What You Should Do If You Have a Wound After Breast Reduction

If you're looking at your post-op breast reduction and seeing a small wound at the incision:

Step 1: Don't Panic

These wounds are common and usually heal on their own with the right local care.

Step 2: Call Your Surgeon

Your surgeon should be evaluating you in person to see what's going on. They can:

  • Confirm the wound is superficial and not extending deeper
  • Assess the surrounding tissue for signs of infection
  • Give you a local wound care plan (dressing changes, ointments, etc.)
  • Set expectations for healing timeline

Step 3: Follow the Wound Care Plan

Most superficial breast reduction wounds heal with:

  • Daily dressing changes with appropriate ointment (often bacitracin, mupirocin, or similar)
  • Keeping the area clean and dry
  • Avoiding tension on the surrounding tissue
  • Time

It's slow, but it works.

Step 4: Don't Pick at It

This is a "hemoccult test empathy" moment — I know it's gross, I know you want to do something about it, but picking at the wound or trying to peel off the eschar early slows healing. Let it do its thing.

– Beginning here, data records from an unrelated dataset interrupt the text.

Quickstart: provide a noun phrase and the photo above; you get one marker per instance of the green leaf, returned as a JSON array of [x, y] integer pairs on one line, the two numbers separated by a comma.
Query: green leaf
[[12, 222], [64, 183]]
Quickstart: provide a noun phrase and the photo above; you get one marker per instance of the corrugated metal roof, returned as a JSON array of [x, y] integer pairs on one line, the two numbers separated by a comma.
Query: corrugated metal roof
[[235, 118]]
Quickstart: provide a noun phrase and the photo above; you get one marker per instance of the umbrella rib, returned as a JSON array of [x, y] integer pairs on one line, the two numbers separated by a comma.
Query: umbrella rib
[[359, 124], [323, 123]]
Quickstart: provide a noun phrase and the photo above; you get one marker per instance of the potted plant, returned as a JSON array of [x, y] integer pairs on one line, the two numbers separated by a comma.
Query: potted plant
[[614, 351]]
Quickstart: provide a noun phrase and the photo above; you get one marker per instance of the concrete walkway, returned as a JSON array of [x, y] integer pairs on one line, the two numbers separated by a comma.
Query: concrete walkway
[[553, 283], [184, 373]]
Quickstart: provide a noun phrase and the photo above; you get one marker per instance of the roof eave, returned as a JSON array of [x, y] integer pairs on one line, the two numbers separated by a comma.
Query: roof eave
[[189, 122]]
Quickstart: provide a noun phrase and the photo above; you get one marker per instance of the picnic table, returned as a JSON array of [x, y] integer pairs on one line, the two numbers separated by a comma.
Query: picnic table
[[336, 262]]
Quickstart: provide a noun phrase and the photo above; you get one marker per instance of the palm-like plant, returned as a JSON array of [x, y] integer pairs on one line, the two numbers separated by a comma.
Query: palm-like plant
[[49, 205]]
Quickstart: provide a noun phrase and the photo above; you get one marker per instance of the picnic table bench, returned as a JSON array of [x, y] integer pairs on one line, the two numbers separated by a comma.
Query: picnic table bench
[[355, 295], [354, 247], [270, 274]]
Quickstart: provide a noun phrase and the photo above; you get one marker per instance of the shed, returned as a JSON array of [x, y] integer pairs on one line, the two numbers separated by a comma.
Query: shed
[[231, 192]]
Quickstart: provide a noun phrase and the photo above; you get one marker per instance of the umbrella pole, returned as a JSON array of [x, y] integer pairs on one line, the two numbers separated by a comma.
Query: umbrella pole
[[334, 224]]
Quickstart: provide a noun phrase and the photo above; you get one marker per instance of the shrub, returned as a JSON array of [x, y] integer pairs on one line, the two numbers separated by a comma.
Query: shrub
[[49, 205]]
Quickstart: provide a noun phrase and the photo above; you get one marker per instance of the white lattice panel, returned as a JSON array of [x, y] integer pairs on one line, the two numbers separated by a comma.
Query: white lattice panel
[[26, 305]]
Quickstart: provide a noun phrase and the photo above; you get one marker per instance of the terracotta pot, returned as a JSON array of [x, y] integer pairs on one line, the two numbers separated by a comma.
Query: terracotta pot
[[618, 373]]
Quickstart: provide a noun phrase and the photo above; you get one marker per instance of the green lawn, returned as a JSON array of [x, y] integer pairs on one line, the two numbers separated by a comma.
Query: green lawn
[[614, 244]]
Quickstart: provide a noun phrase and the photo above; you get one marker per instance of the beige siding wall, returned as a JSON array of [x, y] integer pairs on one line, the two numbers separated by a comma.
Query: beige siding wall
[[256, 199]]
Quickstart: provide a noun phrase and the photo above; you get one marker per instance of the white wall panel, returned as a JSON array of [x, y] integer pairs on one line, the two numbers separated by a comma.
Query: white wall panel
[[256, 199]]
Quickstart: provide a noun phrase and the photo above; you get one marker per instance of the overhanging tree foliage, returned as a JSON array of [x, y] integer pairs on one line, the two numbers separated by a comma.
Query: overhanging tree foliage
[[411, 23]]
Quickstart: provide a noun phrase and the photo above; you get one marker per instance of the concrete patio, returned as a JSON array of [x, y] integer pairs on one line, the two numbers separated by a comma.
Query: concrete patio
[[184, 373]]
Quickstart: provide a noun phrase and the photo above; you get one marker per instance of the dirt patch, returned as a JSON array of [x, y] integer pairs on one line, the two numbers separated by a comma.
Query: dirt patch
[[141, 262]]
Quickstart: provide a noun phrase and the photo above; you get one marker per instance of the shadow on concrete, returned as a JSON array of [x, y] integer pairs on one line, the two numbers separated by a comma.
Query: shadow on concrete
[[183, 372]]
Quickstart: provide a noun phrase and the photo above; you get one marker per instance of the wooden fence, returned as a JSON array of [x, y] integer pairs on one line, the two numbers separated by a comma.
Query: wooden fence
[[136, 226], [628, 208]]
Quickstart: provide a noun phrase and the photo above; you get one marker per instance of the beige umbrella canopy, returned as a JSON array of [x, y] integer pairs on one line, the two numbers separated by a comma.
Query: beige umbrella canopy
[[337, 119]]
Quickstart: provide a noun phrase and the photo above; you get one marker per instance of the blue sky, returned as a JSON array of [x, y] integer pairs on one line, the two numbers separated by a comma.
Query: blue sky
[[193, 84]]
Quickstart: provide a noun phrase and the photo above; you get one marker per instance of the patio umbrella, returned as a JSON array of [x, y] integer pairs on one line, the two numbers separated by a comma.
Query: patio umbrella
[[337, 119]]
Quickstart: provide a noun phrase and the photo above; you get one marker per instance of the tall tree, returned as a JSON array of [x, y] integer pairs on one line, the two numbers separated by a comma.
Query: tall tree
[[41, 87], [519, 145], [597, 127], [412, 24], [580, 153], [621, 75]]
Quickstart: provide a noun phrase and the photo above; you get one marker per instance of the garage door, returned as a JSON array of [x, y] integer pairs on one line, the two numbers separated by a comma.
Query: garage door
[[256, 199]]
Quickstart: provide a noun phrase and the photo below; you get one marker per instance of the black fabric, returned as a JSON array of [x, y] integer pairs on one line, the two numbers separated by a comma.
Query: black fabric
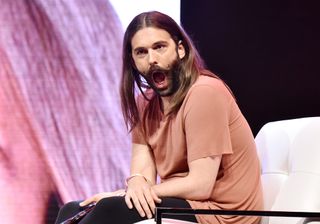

Step 5: Discuss Scar Revision at the Right Time

If the wound has healed and left a scar that bothers you, scar revision can be done 6–12 months out, when the scar is mature and the result is predictable.

When to Be More Worried

A wound that's genuinely concerning vs. just a healing-slowly wound looks like:

  • Red, swollen, warm edges
  • Discharge that's thick, yellow, or foul-smelling
  • Fever or generally feeling unwell
  • Rapid expansion of the wound
  • Pain that's worsening rather than improving

Those signs suggest infection or other active problems — and you should call your surgeon immediately, not wait it out.

The Bottom Line

No, you don't want to stitch up a fresh post-op breast reduction wound. The reason wounds open after these surgeries is almost always a blood supply problem, not a stitching problem. Re-stitching the same tissue with the same compromised blood supply will simply fail again.

Blood supply does recover — it just takes 1–3 months. After that point, if the wound is still open, surgical closure becomes a reasonable option because the underlying tissue is now healthy enough to support it.

Until then: patience, dressing changes, and trust in your body's repair process. Wounds after breast reduction heal more slowly than wounds elsewhere — that's normal and not a sign that something is wrong.